Chatterbox, ever alert for signs of when the next recession will come, tries always to read the Wall Street Journal very closely. It is a superb publication (full disclosure: Chatterbox used to work there). During the last few days, however, Chatterbox has been a little pressed for time amid the hurly-burly of domestic life (the refrigerator broke down, the Chattersitter smashed up the Taurus wagon), and he’s been looking for shortcuts. The best one, of course, is to read Slate’s “Today’s Papers” feature. But another technique is to count the number of sections the Journal comes in. Lately, it’s often come in four (front section; international news and editorials and the politics-and-policy “back page”; marketplace section; and money and investing section) rather than the customary three. In addition to making it more difficult to find the Journal’s tendentious editorial page, more sections have the added benefit of demonstrating that the business sector has more money to spend on Wall Street Journal ads.

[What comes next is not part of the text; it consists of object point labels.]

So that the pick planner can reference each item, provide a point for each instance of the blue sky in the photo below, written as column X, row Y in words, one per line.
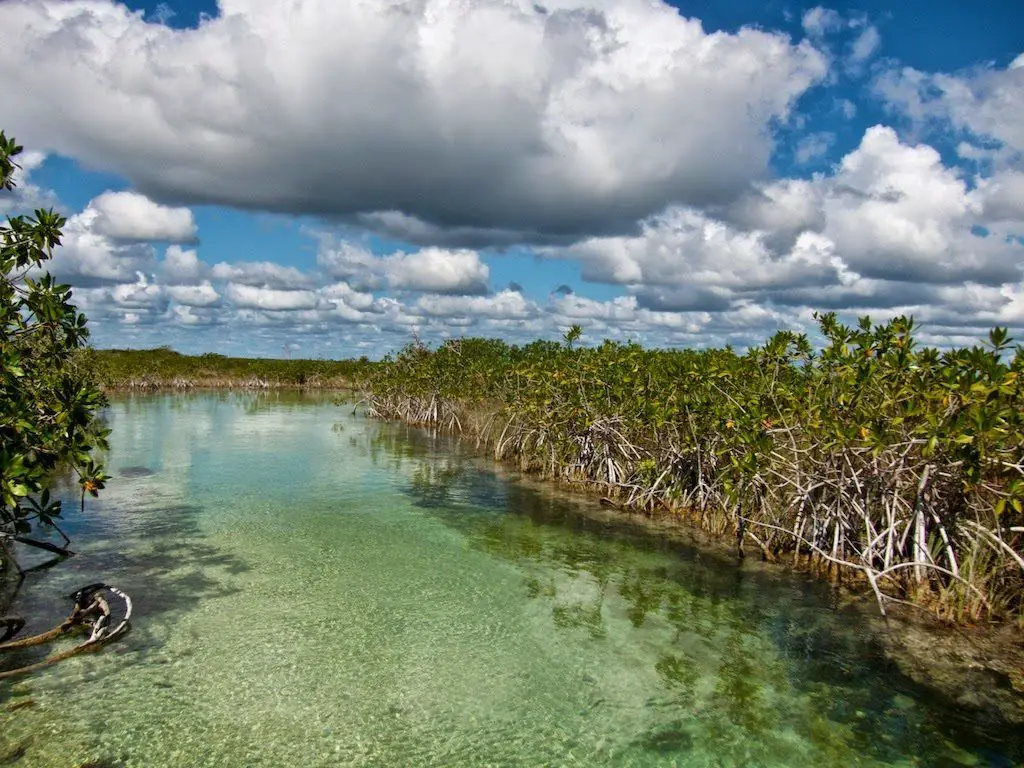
column 328, row 178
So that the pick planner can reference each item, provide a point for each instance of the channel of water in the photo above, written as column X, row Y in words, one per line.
column 316, row 589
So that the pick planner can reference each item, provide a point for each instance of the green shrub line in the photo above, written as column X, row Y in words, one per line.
column 873, row 458
column 165, row 369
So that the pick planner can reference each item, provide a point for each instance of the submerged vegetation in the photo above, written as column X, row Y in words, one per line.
column 163, row 369
column 47, row 399
column 897, row 465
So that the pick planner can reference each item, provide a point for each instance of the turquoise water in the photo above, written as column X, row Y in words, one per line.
column 314, row 589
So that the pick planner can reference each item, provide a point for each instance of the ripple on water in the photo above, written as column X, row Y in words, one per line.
column 313, row 596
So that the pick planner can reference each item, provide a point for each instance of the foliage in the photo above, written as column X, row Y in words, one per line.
column 902, row 466
column 47, row 399
column 150, row 369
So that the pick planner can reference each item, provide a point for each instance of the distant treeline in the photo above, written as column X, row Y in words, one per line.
column 163, row 368
column 873, row 458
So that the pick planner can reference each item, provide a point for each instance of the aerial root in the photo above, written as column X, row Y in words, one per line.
column 91, row 611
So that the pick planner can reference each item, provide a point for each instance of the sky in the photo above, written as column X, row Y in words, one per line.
column 333, row 178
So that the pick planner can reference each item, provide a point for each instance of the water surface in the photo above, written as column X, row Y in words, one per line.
column 314, row 589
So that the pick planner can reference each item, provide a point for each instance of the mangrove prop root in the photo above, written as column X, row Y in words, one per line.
column 10, row 626
column 92, row 611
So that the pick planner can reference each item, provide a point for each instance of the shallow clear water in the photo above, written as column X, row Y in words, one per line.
column 313, row 589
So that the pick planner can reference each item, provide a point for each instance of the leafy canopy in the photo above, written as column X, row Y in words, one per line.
column 47, row 399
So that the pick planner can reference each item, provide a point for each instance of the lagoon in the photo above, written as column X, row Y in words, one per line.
column 316, row 589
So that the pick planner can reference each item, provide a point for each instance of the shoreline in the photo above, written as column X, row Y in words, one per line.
column 977, row 667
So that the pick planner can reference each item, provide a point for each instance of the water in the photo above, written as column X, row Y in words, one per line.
column 313, row 589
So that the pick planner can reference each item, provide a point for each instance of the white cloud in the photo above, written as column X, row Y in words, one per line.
column 813, row 146
column 504, row 305
column 195, row 296
column 891, row 227
column 182, row 266
column 139, row 295
column 26, row 197
column 87, row 258
column 430, row 269
column 127, row 215
column 818, row 22
column 262, row 274
column 269, row 299
column 987, row 101
column 489, row 115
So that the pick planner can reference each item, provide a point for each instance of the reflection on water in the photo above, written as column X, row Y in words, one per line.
column 314, row 589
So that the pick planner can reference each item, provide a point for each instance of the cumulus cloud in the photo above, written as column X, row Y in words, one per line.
column 182, row 266
column 262, row 274
column 270, row 299
column 88, row 258
column 987, row 101
column 430, row 269
column 195, row 296
column 813, row 145
column 891, row 227
column 127, row 215
column 27, row 196
column 819, row 20
column 487, row 116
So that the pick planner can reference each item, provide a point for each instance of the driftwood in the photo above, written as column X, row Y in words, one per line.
column 91, row 611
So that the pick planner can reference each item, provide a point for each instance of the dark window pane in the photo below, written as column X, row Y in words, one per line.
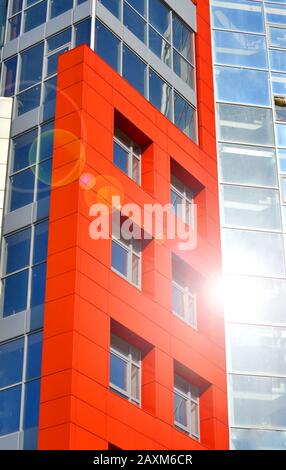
column 134, row 70
column 52, row 61
column 38, row 285
column 134, row 22
column 10, row 68
column 16, row 6
column 119, row 258
column 113, row 6
column 28, row 100
column 118, row 372
column 14, row 26
column 10, row 401
column 31, row 66
column 160, row 94
column 17, row 250
column 185, row 117
column 159, row 46
column 120, row 158
column 22, row 189
column 82, row 32
column 24, row 150
column 44, row 179
column 11, row 362
column 46, row 141
column 58, row 7
column 34, row 361
column 41, row 242
column 107, row 46
column 15, row 303
column 32, row 404
column 35, row 16
column 183, row 69
column 55, row 42
column 159, row 17
column 182, row 38
column 139, row 5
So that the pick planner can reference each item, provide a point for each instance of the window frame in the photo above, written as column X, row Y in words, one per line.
column 131, row 155
column 187, row 201
column 189, row 300
column 128, row 247
column 192, row 398
column 129, row 361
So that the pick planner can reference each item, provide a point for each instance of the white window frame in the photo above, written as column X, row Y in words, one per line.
column 192, row 398
column 131, row 251
column 129, row 149
column 130, row 361
column 187, row 201
column 190, row 300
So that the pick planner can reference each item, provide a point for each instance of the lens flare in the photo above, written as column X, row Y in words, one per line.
column 106, row 188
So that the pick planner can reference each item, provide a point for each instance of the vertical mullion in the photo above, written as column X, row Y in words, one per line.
column 129, row 374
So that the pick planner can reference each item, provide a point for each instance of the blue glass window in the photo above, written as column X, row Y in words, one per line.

When the four-section Journals stop appearing (or when Journal managing editor Paul Steiger changes his mind and decides he wants to quit after all–according to press reports, he said no late last week to becoming the new Lou Dobbs at CNNfn) you’ll know the economy is about to tank.

Another sign might be the disappearance of ads like the one in the latest issue of Talk that shows a gorgeous model pouring Evian water into a goldfish bowl. Come to think of it, this ad may be a sign that a stock market crash is imminent.